Se rendre visible est un enjeu. Faire entendre ses idées en est un autre. Pas une tâche facile lorsque les grands partis dominent, relayés par les médias, et que l’extrême-droite fait son nid, dictant les sujets légitimes à être traités, et poussant les autres candidats à empiéter sur ses plates-bandes pour rester dans la course.

Pas de côté
« Voter extrême-droite, c’est voter pour son futur exploiteur, pour son licencieur. C’est voter contre ses propres intérêts. Ce RN dont l’électorat devient plus populaire, il faut dire aux gens qu’ils se trompent d’ennemi », s’est insurgée Nathalie Arthaud hier soir.

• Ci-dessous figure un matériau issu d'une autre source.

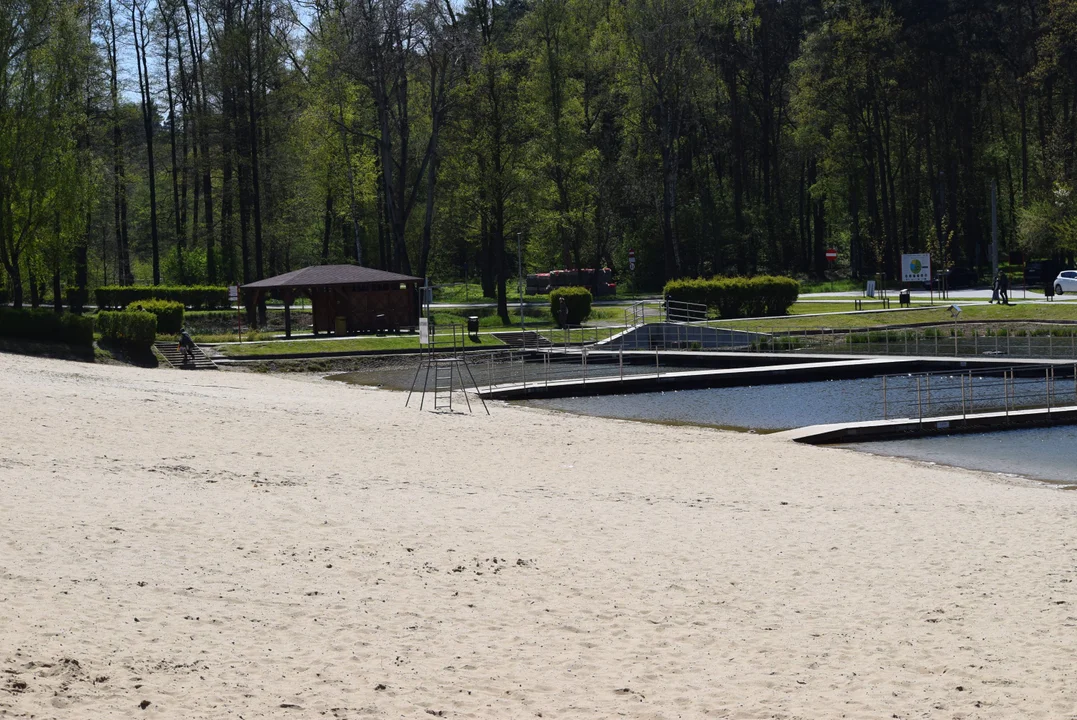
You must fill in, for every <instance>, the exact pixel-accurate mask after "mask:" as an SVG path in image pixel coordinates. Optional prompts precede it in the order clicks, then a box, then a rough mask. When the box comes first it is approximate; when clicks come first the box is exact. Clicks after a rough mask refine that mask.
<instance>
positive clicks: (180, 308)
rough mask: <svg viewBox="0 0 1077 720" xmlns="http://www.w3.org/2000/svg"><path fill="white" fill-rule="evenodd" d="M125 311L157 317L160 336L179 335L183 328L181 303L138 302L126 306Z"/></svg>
mask: <svg viewBox="0 0 1077 720" xmlns="http://www.w3.org/2000/svg"><path fill="white" fill-rule="evenodd" d="M127 310H128V311H130V310H142V311H144V312H152V313H153V314H154V315H156V316H157V331H158V333H160V334H162V335H179V333H180V329H181V328H182V327H183V303H182V302H173V301H172V300H139V301H138V302H131V303H130V305H129V306H127Z"/></svg>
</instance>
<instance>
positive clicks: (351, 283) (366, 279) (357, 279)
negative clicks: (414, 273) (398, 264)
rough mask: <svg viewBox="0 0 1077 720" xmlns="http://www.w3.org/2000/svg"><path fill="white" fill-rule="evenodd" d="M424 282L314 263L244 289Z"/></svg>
mask: <svg viewBox="0 0 1077 720" xmlns="http://www.w3.org/2000/svg"><path fill="white" fill-rule="evenodd" d="M406 281H416V282H422V278H414V277H411V276H402V274H398V273H396V272H386V271H384V270H375V269H374V268H364V267H363V266H361V265H314V266H312V267H309V268H303V269H302V270H293V271H292V272H285V273H284V274H280V276H276V277H274V278H266V279H265V280H258V281H257V282H252V283H248V284H246V285H243V286H242V287H243V290H276V288H281V287H326V286H331V285H363V284H366V283H379V282H406Z"/></svg>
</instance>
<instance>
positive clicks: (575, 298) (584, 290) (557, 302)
mask: <svg viewBox="0 0 1077 720" xmlns="http://www.w3.org/2000/svg"><path fill="white" fill-rule="evenodd" d="M562 297H563V298H564V301H565V303H568V306H569V325H578V324H579V323H582V322H584V321H585V320H587V319H588V317H590V315H591V291H589V290H587V288H586V287H556V288H554V290H551V291H550V293H549V312H550V314H551V315H554V322H555V323H557V324H558V325H560V323H561V317H560V312H559V311H560V309H561V298H562Z"/></svg>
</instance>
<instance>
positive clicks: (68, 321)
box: [0, 308, 94, 348]
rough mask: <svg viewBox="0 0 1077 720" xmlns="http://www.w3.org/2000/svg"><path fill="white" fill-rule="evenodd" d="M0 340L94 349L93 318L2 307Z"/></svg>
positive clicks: (93, 325) (64, 312) (73, 315)
mask: <svg viewBox="0 0 1077 720" xmlns="http://www.w3.org/2000/svg"><path fill="white" fill-rule="evenodd" d="M0 337H6V338H18V339H22V340H36V341H38V342H62V343H65V344H69V345H75V347H84V348H93V347H94V319H93V317H84V316H82V315H75V314H73V313H70V312H64V313H56V312H53V311H52V310H30V309H27V310H14V309H12V308H0Z"/></svg>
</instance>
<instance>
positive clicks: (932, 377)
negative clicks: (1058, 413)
mask: <svg viewBox="0 0 1077 720" xmlns="http://www.w3.org/2000/svg"><path fill="white" fill-rule="evenodd" d="M880 380H881V383H882V385H881V403H880V405H881V410H882V417H883V420H889V419H891V418H909V419H917V420H924V419H927V418H939V417H946V415H950V417H953V415H961V417H962V418H967V417H968V415H970V414H977V413H983V412H1003V413H1005V414H1006V415H1007V417H1008V415H1009V414H1010V413H1011V412H1016V411H1018V410H1029V409H1046V410H1047V411H1048V412H1050V411H1051V410H1052V409H1053V408H1058V407H1060V406H1063V405H1066V406H1077V363H1075V364H1074V365H1073V367H1069V366H1067V365H1025V366H1012V367H1002V368H994V369H976V370H967V371H962V372H953V371H946V370H943V371H937V372H918V373H911V375H909V373H907V375H886V376H880Z"/></svg>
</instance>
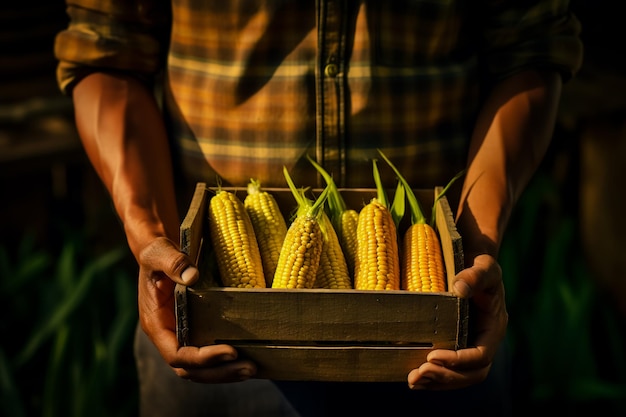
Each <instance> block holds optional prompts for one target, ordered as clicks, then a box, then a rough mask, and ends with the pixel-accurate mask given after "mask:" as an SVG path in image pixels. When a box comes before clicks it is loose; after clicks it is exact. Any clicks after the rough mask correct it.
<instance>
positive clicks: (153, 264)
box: [138, 238, 256, 383]
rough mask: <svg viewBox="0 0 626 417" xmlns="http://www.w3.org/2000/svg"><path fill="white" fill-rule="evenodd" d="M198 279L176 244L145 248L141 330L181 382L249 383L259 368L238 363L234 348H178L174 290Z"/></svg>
mask: <svg viewBox="0 0 626 417" xmlns="http://www.w3.org/2000/svg"><path fill="white" fill-rule="evenodd" d="M198 277H199V274H198V270H197V268H196V267H195V266H193V264H192V263H191V262H190V260H189V259H188V258H187V256H186V255H185V254H184V253H182V252H180V251H179V250H178V248H177V247H176V245H175V244H174V243H173V242H172V241H170V240H168V239H166V238H158V239H155V240H154V241H152V243H150V244H149V245H148V246H147V247H146V248H144V249H143V250H142V251H141V253H140V256H139V295H138V296H139V318H140V321H141V327H142V328H143V330H144V331H145V332H146V334H147V335H148V336H149V337H150V339H151V340H152V342H153V343H154V344H155V346H156V347H157V349H158V350H159V352H160V353H161V356H163V358H164V359H165V361H166V362H167V363H168V364H169V365H170V366H171V367H172V369H173V370H174V372H176V374H177V375H178V376H180V377H181V378H185V379H189V380H192V381H195V382H207V383H216V382H237V381H243V380H246V379H248V378H250V377H251V376H252V375H254V374H255V373H256V366H255V364H254V363H252V362H250V361H244V360H237V351H236V350H235V349H234V348H233V347H232V346H229V345H212V346H203V347H191V346H188V347H179V346H178V339H177V337H176V317H175V313H174V308H175V305H174V287H175V285H176V283H180V284H184V285H191V284H193V283H194V282H196V281H197V279H198Z"/></svg>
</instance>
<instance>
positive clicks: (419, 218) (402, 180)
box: [379, 150, 462, 292]
mask: <svg viewBox="0 0 626 417" xmlns="http://www.w3.org/2000/svg"><path fill="white" fill-rule="evenodd" d="M379 153H380V154H381V156H382V157H383V159H384V160H385V161H386V162H387V164H389V166H390V167H391V168H392V169H393V170H394V172H395V173H396V175H397V176H398V179H399V181H400V182H401V183H402V185H403V187H404V189H405V193H406V196H407V200H408V202H409V207H410V209H411V225H410V226H409V228H408V229H407V231H406V232H405V234H404V236H403V240H402V248H401V269H402V279H401V288H402V289H404V290H408V291H422V292H443V291H446V278H445V264H444V262H443V255H442V249H441V244H440V243H439V237H438V236H437V232H436V231H435V229H434V227H433V226H434V213H435V205H436V203H437V200H438V199H439V198H441V197H442V196H443V195H444V194H445V192H446V191H447V189H448V188H449V187H450V185H452V183H453V182H454V181H455V180H456V179H457V178H459V177H460V175H461V174H462V173H460V174H457V175H456V176H455V177H454V178H453V179H452V181H450V183H449V184H448V185H447V186H446V188H445V189H444V191H443V192H442V193H441V194H439V196H438V197H437V199H435V203H434V204H433V210H432V213H433V215H432V216H431V223H428V222H427V221H426V218H425V216H424V215H423V212H422V209H421V207H420V204H419V202H418V200H417V197H416V196H415V194H414V193H413V190H412V189H411V187H410V186H409V184H408V183H407V181H406V180H405V179H404V177H403V176H402V175H401V174H400V172H399V171H398V169H397V168H396V167H395V166H394V165H393V163H392V162H391V161H390V160H389V159H388V158H387V157H386V156H385V155H384V154H383V153H382V152H381V151H380V150H379Z"/></svg>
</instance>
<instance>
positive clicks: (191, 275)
mask: <svg viewBox="0 0 626 417" xmlns="http://www.w3.org/2000/svg"><path fill="white" fill-rule="evenodd" d="M197 275H198V269H197V268H195V267H193V266H190V267H188V268H187V269H185V270H184V271H183V273H182V274H181V276H180V278H181V279H182V280H183V282H184V283H185V284H189V283H191V282H194V281H195V280H196V277H197Z"/></svg>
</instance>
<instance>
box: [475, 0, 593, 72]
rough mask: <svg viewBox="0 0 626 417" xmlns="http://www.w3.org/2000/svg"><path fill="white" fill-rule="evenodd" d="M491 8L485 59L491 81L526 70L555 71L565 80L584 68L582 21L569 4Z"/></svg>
mask: <svg viewBox="0 0 626 417" xmlns="http://www.w3.org/2000/svg"><path fill="white" fill-rule="evenodd" d="M496 3H497V4H499V5H498V6H494V7H491V8H488V9H489V11H487V12H486V13H485V14H484V15H483V18H484V19H486V22H485V23H486V25H485V28H486V29H485V30H484V32H483V57H484V61H485V62H484V63H485V65H486V68H487V70H488V72H489V74H490V75H491V77H492V79H496V80H497V79H502V78H504V77H507V76H509V75H511V74H514V73H516V72H519V71H521V70H524V69H526V68H530V67H533V68H537V67H545V68H553V69H556V70H557V71H559V72H560V73H561V75H562V77H563V80H564V81H567V80H569V79H570V78H571V77H572V76H573V75H574V74H575V73H576V72H577V71H578V70H579V69H580V66H581V65H582V58H583V44H582V41H581V38H580V30H581V27H580V22H579V20H578V19H577V18H576V16H574V15H573V14H572V13H571V11H570V6H569V2H568V1H561V0H537V1H534V0H517V1H506V2H496Z"/></svg>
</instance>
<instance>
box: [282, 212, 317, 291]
mask: <svg viewBox="0 0 626 417" xmlns="http://www.w3.org/2000/svg"><path fill="white" fill-rule="evenodd" d="M322 245H323V237H322V229H321V226H320V224H319V221H318V220H317V217H315V216H313V215H310V214H303V215H299V216H297V217H296V218H295V220H294V221H293V222H292V223H291V225H290V226H289V228H288V229H287V235H286V236H285V240H284V242H283V247H282V249H281V251H280V257H279V258H278V266H277V267H276V273H275V274H274V280H273V282H272V288H306V289H310V288H313V285H314V284H315V277H316V275H317V270H318V269H319V264H320V257H321V254H322Z"/></svg>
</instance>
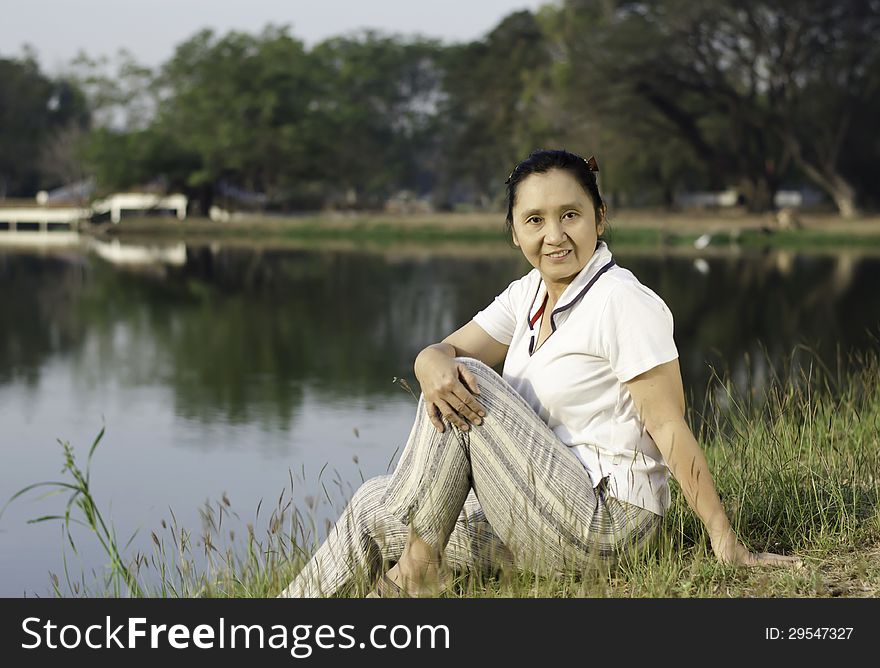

Cette dernière n’a pas parlé des étrangers, de grand remplacement et d’insécurité. Elle a parlé du salaire de Carlos Tavares, patron de Stellantis, groupe issu de la fusion de PSA et Fiat. Pour son travail accompli l’année dernière, il a gagné l’équivalent de 1586 années de ce que touche un intérimaire qui travaille à la chaine dans l’une des usines françaises de son groupe. 36,5 millions d’euros. Puis elle a mentionné cette femme de ménage de la gare Montparnasse, licenciée pour avoir gardé 1€ de pourboire lorsqu’elle surveillait les toilettes. Elle a parlé des hommes et des femmes qui galèrent. Des quartiers populaires. Elle rappelle que ces jours-ci, il a fait 49°C à New Delhi. Que les tranchées sont de retour en Europe avec la guerre en Ukraine. Elle parle de l’oppression du peuple Kanak en Nouvelle-Calédonie.

Puis de l’extrême-droite. Pour redire ses idées nauséabondes. Pour dire aux gens qu’il ne faut pas se tromper d’ennemi. Pour rappeler que les sujets qu’elle impose comme incontournables ne le sont pas et qu’il faut aussi s’attacher à parler des travailleurs et des travailleuses, du pouvoir d’achat, de la paix et du climat. Et surtout d’Europe alors que Bardella s’attache à nationaliser au maximum le débat. L’Europe. En 2023, ce sont au moins 3000 personnes qui ont perdu la vie en Méditerranée pour la rejoindre.

Système D
Au total, il n’y a pas 8 listes mais 38. Marie Savre met les militants et sympathisants en garde. Elle les appelle à prévenir le parti si des bulletins LO venaient à manquer le jour J. Ce sont des choses qui arrivent. Cette vigilance, c’est le système D. Le même qui aide à financer les campagnes. En effet, le coût est aussi souvent un obstacle pour les petits partis. Alors que l’impression des affiches ou des professions de foi n’est souvent qu’une formalité pour les groupes traditionnels, il faut jouer la carte du système D ou du bon marché pour les autres.

Le vote sera dimanche. De l’aveu des militants, ne pas gagner n’est pas grave. L’essentiel est de parler partout des idées de LO, faire avancer le vote et réveiller les travailleuses et travailleurs pour qu’ils se fédèrent pour un monde meilleur.